Les chercheurs espèrent identifier plus de 10 000 nouvelles lentilles dans ce seul jeu de données : un record absolu, qui dépasserait tout ce que cinquante ans d’astronomie ont produit sur le sujet. Sur les 0,04 % déjà examinés, 500 ont déjà émergé, dont la plupart n’avaient jamais été vues.

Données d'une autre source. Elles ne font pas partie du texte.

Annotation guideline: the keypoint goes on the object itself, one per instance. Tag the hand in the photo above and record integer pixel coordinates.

Si vous voulez mettre la main à la pâte et vous joindre au projet citoyen Space Warps, il est hébergé sur la plateforme Zooniverse. Aucun diplôme ou qualification n’est requis, juste une connexion internet et un navigateur internet. Vous pouvez même discuter avec les responsables du projet et les autres volontaires, qui sont, au moment de la rédaction de cet article 2 640 au total. Précision utile pour les plus motivés : même si vous ne trouvez pas de lentilles parmi les images d’Euclid, ce n’est pas grave, bien au contraire ; lorsque vous soumettez votre observation, elle viendra tout de même renforcer les algorithmes de tri. Pour ceux qui franchissent la barre des 100 classifications validées, vous aurez même le droit de voir votre nom figurer en annexe de l’article scientifique de découverte final, celui qui présentera la liste complète des lentilles candidates issues du projet. Contributeur d’une découverte cosmologique depuis son canapé ou son fauteuil : difficile de faire une meilleure affaire.